Issue 34: MySQL table redundancy design

introduction:

In the previous article, I introduced the standardized table design of MySQL paradigm. Paradigm design has the following advantages:
How to eliminate data redundancy to the extreme, thereby reducing the additional occupation of the disk by the relational table.
The relationship between the various tables is very clear and very readable.

text:

But the paradigm design also has disadvantages:

The table paradigm is standardized. The higher the level, the greater the number of tables. For example, 2NF may have more tables than 1NF, 3NF may have more tables than 2NF, and so on.
The more tables there are, the more tables may need to be associated when querying. We know that the cost of retrieving multiple tables is much larger than the cost of retrieving a single table.

To sum up, we need to combine the advantages of paradigm design and find ways to solve the shortcomings of paradigm design. The idea brought by this is to allow a certain degree of redundancy in data and use space for time. For example, the current microservice design, NOSQL database, etc. do not consider the paradigm standard theory at all.

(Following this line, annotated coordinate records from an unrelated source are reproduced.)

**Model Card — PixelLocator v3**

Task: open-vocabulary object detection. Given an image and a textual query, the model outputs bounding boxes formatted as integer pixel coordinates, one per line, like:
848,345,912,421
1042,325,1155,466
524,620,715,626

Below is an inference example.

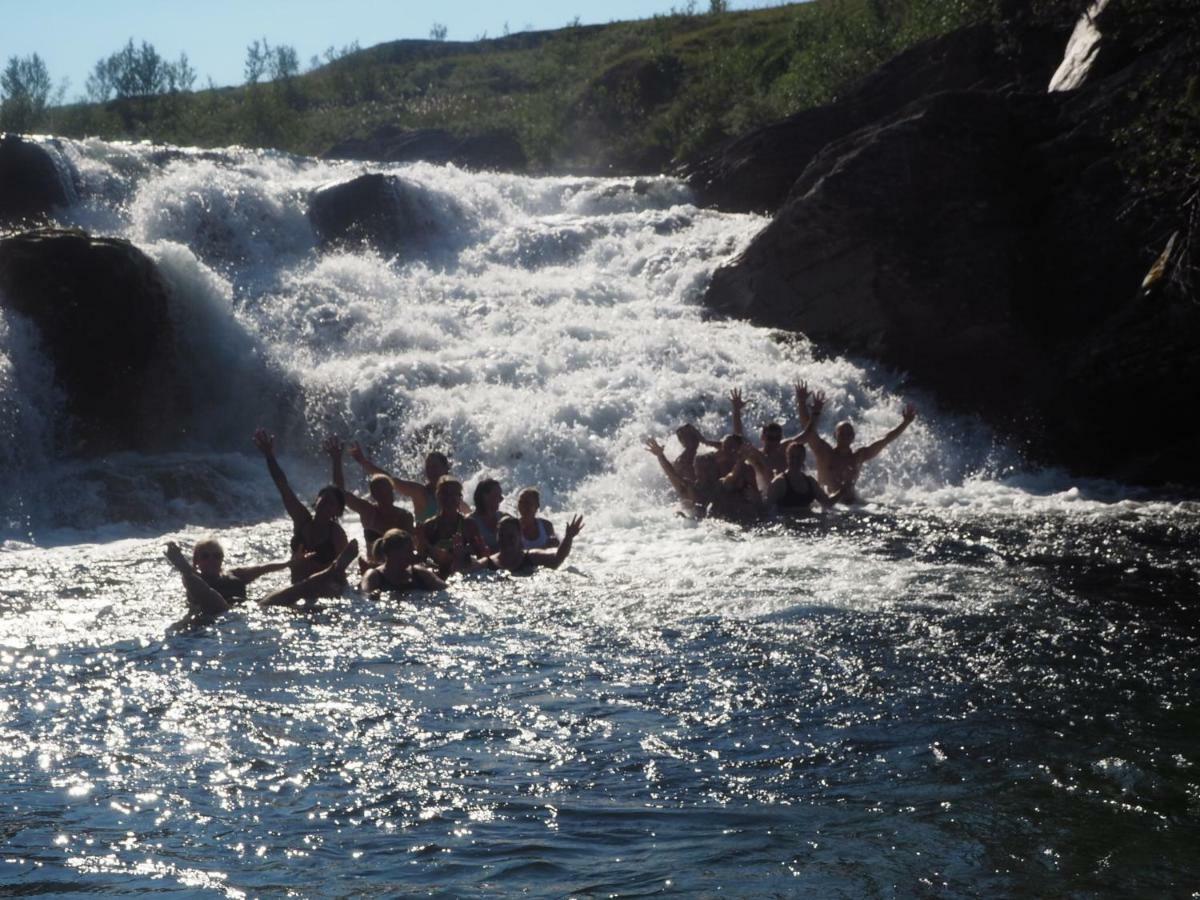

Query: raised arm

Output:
254,428,312,526
730,388,745,438
349,442,430,515
858,403,917,462
325,434,372,516
229,559,292,584
648,438,692,501
526,516,583,569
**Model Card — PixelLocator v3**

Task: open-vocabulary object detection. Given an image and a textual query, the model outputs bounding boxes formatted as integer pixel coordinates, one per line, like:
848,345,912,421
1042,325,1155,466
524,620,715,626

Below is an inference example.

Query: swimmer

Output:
646,438,763,521
767,443,838,512
258,541,359,610
166,541,230,616
796,382,917,503
421,475,487,578
254,428,346,584
470,478,506,553
671,422,720,481
484,516,583,572
187,538,292,604
325,434,416,562
359,528,446,594
349,443,470,525
517,487,558,550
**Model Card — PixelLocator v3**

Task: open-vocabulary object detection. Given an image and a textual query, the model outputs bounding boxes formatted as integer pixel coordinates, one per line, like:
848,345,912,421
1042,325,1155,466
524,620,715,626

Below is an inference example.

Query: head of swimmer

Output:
367,475,396,506
676,422,700,450
691,452,721,486
720,434,745,457
517,487,541,518
425,450,450,485
376,528,416,569
192,538,224,576
473,478,504,516
833,422,854,448
787,440,808,474
313,485,346,522
437,475,462,516
496,516,522,553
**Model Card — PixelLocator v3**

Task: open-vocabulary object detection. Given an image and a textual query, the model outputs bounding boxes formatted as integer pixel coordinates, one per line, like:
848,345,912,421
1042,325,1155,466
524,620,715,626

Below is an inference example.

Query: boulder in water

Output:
683,25,1062,212
322,125,528,172
308,173,437,253
0,134,70,226
0,229,179,454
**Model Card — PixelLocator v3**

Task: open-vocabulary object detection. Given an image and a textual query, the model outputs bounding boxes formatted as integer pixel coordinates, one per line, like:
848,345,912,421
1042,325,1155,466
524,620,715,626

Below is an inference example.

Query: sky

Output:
0,0,778,101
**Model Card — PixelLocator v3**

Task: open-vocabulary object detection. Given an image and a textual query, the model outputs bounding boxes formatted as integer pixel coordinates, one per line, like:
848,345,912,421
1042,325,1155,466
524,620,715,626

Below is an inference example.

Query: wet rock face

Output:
0,134,70,226
323,125,528,172
0,229,176,454
706,8,1200,486
308,173,437,253
683,25,1064,212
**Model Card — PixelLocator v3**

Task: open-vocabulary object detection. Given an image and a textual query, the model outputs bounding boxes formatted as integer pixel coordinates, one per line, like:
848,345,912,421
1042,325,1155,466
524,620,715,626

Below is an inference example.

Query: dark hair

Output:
475,478,500,514
317,485,346,518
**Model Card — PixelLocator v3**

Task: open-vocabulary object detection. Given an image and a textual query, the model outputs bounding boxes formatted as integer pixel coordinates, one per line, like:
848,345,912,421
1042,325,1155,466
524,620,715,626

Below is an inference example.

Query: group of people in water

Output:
167,382,917,616
646,382,917,522
166,428,583,616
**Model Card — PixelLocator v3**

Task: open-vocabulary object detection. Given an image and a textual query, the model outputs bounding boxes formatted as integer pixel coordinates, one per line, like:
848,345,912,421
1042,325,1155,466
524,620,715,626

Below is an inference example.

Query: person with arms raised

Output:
796,382,917,503
254,428,346,583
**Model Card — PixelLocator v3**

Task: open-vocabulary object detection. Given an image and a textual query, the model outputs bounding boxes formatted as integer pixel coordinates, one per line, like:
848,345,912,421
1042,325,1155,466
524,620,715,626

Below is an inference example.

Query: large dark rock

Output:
323,125,528,172
706,10,1200,486
683,25,1063,212
0,229,179,454
308,173,439,253
0,134,70,226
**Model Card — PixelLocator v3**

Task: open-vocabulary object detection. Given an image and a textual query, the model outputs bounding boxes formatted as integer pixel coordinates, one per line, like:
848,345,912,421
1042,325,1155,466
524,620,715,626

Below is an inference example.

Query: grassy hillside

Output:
40,0,990,172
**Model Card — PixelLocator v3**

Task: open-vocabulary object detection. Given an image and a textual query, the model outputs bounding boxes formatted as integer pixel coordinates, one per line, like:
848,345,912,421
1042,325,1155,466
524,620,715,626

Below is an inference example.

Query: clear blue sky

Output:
0,0,778,100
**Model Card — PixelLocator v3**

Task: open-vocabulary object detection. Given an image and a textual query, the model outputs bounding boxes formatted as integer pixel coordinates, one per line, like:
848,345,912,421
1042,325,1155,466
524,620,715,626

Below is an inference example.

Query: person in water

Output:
767,442,838,512
359,528,446,594
517,487,558,550
325,434,416,553
254,428,346,583
349,442,470,524
646,438,763,521
258,541,359,610
187,538,292,604
166,541,359,617
470,478,505,553
796,382,917,503
484,516,583,572
421,475,487,578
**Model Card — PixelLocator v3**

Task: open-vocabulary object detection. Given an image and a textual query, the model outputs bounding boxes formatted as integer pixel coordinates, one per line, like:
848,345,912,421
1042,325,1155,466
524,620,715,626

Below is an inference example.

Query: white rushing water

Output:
0,140,1200,896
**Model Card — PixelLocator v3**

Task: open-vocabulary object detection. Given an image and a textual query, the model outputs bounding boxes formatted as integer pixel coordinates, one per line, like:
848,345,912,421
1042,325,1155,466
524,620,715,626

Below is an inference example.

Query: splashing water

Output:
0,140,1200,896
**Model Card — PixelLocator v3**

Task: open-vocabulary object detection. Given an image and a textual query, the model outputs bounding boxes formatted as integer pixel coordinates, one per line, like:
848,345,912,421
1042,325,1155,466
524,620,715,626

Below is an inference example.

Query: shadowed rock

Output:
0,134,71,224
308,173,437,253
323,125,528,172
0,229,179,454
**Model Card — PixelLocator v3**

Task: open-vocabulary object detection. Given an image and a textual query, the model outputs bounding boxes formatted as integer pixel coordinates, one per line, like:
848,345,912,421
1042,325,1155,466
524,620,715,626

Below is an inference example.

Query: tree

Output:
244,37,271,84
0,53,54,131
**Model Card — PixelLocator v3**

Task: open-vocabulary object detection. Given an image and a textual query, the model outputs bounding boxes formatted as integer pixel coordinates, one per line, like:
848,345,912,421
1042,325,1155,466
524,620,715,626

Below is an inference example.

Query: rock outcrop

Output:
0,229,179,454
683,25,1064,212
322,125,528,172
308,173,448,253
706,8,1200,485
0,134,71,226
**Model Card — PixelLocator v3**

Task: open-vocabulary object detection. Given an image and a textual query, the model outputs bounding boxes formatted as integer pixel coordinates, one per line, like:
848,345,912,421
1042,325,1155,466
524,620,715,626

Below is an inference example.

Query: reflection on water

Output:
0,510,1200,895
0,140,1200,898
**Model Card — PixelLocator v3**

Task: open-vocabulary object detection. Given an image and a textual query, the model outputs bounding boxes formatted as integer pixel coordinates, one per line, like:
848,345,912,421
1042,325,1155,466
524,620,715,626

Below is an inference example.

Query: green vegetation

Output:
9,0,990,170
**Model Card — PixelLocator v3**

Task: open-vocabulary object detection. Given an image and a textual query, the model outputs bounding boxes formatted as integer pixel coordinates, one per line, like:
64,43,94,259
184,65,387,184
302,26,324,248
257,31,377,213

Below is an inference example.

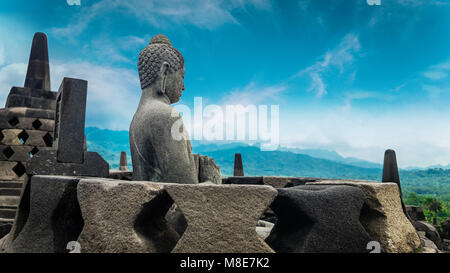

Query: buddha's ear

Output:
159,62,170,94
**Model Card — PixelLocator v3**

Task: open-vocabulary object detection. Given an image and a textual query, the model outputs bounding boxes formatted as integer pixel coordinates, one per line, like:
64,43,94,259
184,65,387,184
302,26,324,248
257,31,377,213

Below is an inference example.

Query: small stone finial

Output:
24,32,50,91
381,149,410,219
150,34,172,46
119,151,128,171
234,153,244,176
382,150,402,189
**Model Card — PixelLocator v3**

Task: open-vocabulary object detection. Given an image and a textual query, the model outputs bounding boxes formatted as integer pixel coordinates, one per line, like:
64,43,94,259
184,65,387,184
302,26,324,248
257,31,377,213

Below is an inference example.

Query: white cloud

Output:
0,45,5,67
423,62,450,81
280,105,450,167
53,0,271,37
296,33,360,97
422,84,448,99
220,82,287,105
424,71,447,80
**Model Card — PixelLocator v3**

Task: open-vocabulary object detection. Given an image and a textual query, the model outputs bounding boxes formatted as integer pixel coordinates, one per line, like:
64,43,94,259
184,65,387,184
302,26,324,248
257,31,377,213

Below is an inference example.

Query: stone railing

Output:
0,175,420,253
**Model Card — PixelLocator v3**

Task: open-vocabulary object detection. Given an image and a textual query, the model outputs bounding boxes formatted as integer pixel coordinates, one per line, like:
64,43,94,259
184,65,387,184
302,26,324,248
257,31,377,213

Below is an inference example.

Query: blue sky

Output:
0,0,450,167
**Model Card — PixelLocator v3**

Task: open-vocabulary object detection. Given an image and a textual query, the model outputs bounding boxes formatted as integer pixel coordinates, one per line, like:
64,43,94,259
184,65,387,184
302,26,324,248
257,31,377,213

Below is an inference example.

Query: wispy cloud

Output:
296,33,360,97
52,0,271,37
397,0,450,7
220,82,287,105
0,44,5,67
280,105,450,167
423,62,450,81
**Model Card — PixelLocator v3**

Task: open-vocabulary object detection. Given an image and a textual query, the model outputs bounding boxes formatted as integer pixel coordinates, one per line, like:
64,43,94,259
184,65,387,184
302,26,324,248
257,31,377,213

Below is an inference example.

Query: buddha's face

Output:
166,67,184,103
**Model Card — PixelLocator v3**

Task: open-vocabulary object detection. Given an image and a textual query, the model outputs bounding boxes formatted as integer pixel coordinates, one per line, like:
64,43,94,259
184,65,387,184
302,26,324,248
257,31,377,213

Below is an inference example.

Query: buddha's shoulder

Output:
138,101,180,121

This kind of thinking is the focus of today, and it is called anti-paradigm for short.

Anti-paradigm is to reduce the original high-level paradigm design to a low-level paradigm design through a certain amount of redundancy to reduce the shortcomings of the increase in the number of tables brought by the paradigm design. For example, a table that satisfies BCNF can be reduced to 3NF, or even to 2NF, to 1NF through redundancy of certain fields. Some scenarios do not even need to meet 1NF for query performance. For example, in table t1, originally there are 100 fields, of which 5 are commonly used, and the remaining 95 are not commonly used. Then you can integrate these 95 fields into a large object field, such as a JSON type field.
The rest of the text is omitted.